SV-Detect proposes a method for detecting machine-generated text by extracting steering vectors from the hidden representations of a frozen language model, constructing layer-wise directions that separate human from AI-written text. A lightweight classifier trained on projection features achieves strong performance both in-distribution and under distribution shift across domains, source models, and editing attacks like polishing and rewriting. The approach reframes AI-text detection as a representation-space probing problem, with interpretation analyses showing the learned directions capture stylistic cues beyond surface features.
OpenAI introduced CLIP (Contrastive Language-Image Pre-training), a neural network that learns visual concepts from natural language supervision. CLIP enables zero-shot visual classification by accepting natural language descriptions of categories rather than requiring task-specific training data. The approach mirrors the zero-shot transfer capabilities demonstrated by GPT-2 and GPT-3 in the language domain.
Researchers introduce AirflowAttack, the first adversarial attack targeting vision-language models deployed on infrared remote-sensing imagery, using physically plausible thermal-airflow turbulence as the perturbation prior. A single input-agnostic perturbation optimized on one surrogate CLIP model achieves 48.5% mean zero-shot attack success rate across five CLIP backbones, outperforming four IR-specific physical baselines. Applied to six state-of-the-art VLMs, the attack reduces scene-classification accuracy by up to 38.2% relative while paradoxically increasing model confidence, causing confabulation of thermal artifacts as genuine evidence. The work also releases a benchmark spanning eleven models and four tasks, exposing systematic vulnerabilities in security-critical IR VLM deployments.
Researchers propose Self-Filtering, a bootstrapped data curation method for vision-language models in which a CLIP model iteratively trains on and re-selects its own training data. The approach alternates between filtering high-confidence clean samples and preserving distributional diversity, without requiring curated reference datasets or pre-trained external models. Experiments show downstream performance improvements over standard noisy training pipelines.
A new arXiv preprint argues that training language models directly on visual representations of documents (figures, equations, page layouts) consistently outperforms text-only pretraining on the same underlying corpora.
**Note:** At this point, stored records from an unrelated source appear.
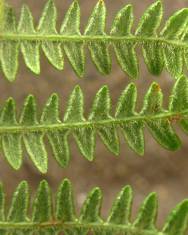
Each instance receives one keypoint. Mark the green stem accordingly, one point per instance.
(59, 225)
(90, 38)
(177, 116)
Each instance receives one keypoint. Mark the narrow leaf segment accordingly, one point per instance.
(166, 49)
(54, 219)
(28, 130)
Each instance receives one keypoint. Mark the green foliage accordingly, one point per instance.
(49, 219)
(167, 49)
(100, 121)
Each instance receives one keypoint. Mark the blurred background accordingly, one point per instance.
(159, 170)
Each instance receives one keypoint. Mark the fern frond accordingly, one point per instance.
(100, 121)
(168, 49)
(49, 219)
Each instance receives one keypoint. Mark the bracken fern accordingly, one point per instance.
(49, 220)
(100, 121)
(167, 49)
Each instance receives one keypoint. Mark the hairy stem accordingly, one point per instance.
(76, 225)
(74, 38)
(171, 116)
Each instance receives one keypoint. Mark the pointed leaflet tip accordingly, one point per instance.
(121, 209)
(90, 211)
(148, 212)
(150, 21)
(65, 209)
(2, 11)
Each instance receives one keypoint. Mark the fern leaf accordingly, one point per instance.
(166, 49)
(47, 219)
(100, 122)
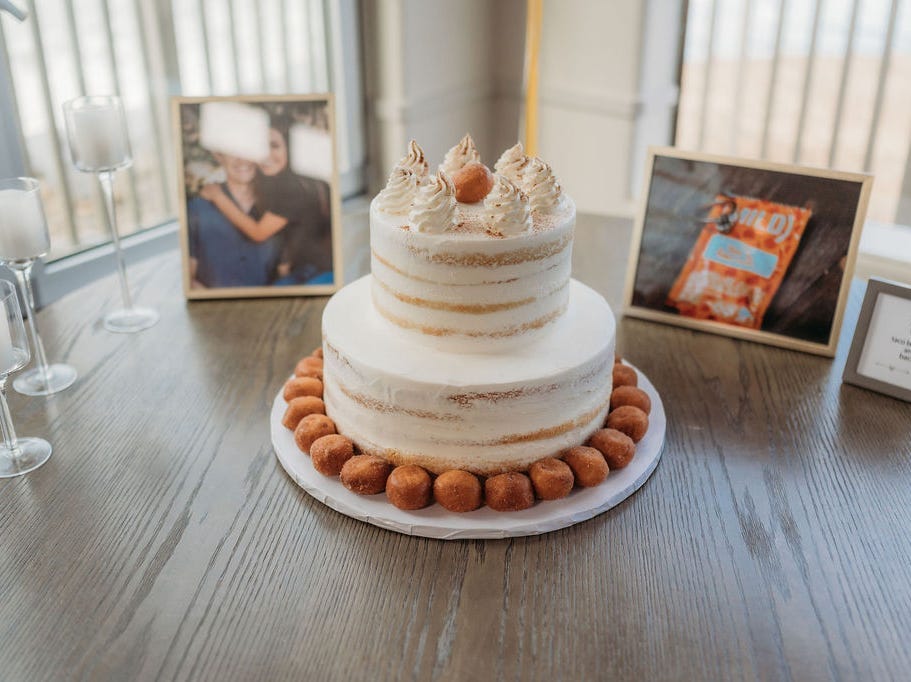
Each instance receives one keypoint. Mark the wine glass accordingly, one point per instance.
(97, 132)
(23, 239)
(17, 455)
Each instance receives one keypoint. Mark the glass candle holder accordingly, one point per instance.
(23, 239)
(97, 133)
(18, 456)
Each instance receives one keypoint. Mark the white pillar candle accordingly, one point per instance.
(23, 229)
(7, 357)
(98, 139)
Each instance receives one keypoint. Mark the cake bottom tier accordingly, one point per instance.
(485, 413)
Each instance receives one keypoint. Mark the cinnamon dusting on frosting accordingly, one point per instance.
(475, 308)
(488, 260)
(541, 186)
(399, 193)
(416, 162)
(511, 163)
(508, 208)
(504, 332)
(460, 155)
(434, 207)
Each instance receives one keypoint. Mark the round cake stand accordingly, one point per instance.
(484, 523)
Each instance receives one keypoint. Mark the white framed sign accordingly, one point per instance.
(880, 356)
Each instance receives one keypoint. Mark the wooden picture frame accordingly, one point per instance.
(880, 357)
(286, 240)
(686, 199)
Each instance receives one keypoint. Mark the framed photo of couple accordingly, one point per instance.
(258, 195)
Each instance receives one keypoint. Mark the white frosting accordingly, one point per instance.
(481, 412)
(434, 207)
(507, 207)
(541, 186)
(463, 153)
(399, 193)
(414, 160)
(511, 164)
(465, 290)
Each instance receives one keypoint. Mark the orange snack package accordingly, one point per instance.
(739, 260)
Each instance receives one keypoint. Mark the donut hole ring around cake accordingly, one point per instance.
(412, 489)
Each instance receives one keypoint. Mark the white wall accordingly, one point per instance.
(437, 69)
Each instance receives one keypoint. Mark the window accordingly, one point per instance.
(821, 83)
(146, 52)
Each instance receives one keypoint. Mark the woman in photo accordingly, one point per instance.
(291, 211)
(220, 255)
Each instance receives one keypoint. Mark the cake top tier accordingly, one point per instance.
(522, 195)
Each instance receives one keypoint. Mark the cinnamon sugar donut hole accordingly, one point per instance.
(408, 487)
(365, 474)
(630, 395)
(312, 372)
(551, 478)
(310, 362)
(329, 453)
(630, 420)
(588, 465)
(624, 375)
(457, 491)
(312, 427)
(298, 408)
(618, 448)
(301, 386)
(509, 492)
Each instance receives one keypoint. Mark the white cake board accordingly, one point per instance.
(436, 522)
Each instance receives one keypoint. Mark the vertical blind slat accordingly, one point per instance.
(116, 77)
(881, 86)
(773, 78)
(235, 46)
(807, 81)
(56, 146)
(707, 77)
(285, 43)
(741, 74)
(843, 83)
(160, 143)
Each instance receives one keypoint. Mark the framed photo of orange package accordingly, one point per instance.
(258, 195)
(750, 249)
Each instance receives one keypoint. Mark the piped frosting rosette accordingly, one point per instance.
(415, 162)
(399, 193)
(512, 163)
(507, 208)
(541, 186)
(434, 208)
(462, 154)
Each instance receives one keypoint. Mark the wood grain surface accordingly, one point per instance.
(163, 541)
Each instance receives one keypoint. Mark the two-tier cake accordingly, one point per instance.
(469, 346)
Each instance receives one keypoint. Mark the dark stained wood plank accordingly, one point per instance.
(163, 541)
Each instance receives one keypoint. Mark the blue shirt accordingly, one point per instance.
(225, 256)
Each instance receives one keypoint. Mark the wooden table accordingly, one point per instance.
(163, 540)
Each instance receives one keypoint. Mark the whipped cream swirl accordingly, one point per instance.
(463, 153)
(415, 162)
(541, 186)
(399, 192)
(507, 208)
(434, 207)
(512, 163)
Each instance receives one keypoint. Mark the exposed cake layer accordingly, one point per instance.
(468, 290)
(484, 413)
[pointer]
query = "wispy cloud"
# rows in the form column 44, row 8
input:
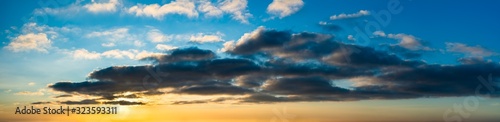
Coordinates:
column 283, row 8
column 348, row 16
column 182, row 7
column 474, row 51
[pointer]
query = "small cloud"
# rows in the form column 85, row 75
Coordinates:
column 206, row 38
column 96, row 7
column 406, row 41
column 474, row 51
column 350, row 37
column 181, row 7
column 85, row 54
column 31, row 83
column 38, row 42
column 164, row 47
column 157, row 36
column 284, row 8
column 110, row 44
column 348, row 16
column 30, row 93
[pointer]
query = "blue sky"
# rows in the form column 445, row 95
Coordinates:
column 43, row 44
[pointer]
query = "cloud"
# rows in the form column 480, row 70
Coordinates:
column 348, row 16
column 85, row 54
column 329, row 26
column 237, row 8
column 283, row 8
column 116, row 53
column 156, row 36
column 185, row 54
column 38, row 42
column 114, row 35
column 206, row 38
column 350, row 37
column 31, row 83
column 474, row 51
column 406, row 41
column 109, row 44
column 302, row 86
column 209, row 9
column 164, row 47
column 40, row 92
column 268, row 65
column 181, row 7
column 96, row 7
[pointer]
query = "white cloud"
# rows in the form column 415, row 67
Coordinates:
column 96, row 7
column 204, row 38
column 347, row 16
column 283, row 8
column 182, row 7
column 111, row 35
column 209, row 9
column 164, row 47
column 116, row 54
column 227, row 46
column 110, row 44
column 350, row 37
column 475, row 51
column 237, row 8
column 406, row 41
column 230, row 45
column 157, row 36
column 379, row 33
column 30, row 93
column 30, row 42
column 31, row 83
column 138, row 43
column 85, row 54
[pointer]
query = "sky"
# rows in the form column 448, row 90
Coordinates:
column 259, row 60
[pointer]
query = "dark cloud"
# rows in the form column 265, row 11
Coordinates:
column 286, row 67
column 37, row 103
column 64, row 95
column 184, row 54
column 303, row 86
column 123, row 102
column 211, row 88
column 94, row 101
column 82, row 102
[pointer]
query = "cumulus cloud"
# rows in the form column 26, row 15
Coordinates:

The authors conduct a systematic study of unsupervised visual pretraining paradigms across multiple backbones and benchmarks, framing visual pretraining as a scalable alternative to the dominant text-extraction pipeline. The result challenges a foundational assumption in LLM pretraining and has implications for how future foundation models are trained on visually rich sources like PDFs and web pages.
Researchers introduce Gazer, a training-free framework that integrates multimodal large language model feedback into the sampling loop of autoregressive visual models (AVMs) to correct semantic errors during generation. The system operates in two stages: Reflective Diagnosis identifies semantic errors in intermediate generation states, and Semantic Correction rewinds and adjusts the generation trajectory to better match the target prompt. Experiments on compositional image and video benchmarks show improved semantic alignment and compositional accuracy across multiple AVMs without additional training. The work addresses a known weakness of next-scale prediction AVMs, where semantic errors accumulate across discrete generation scales.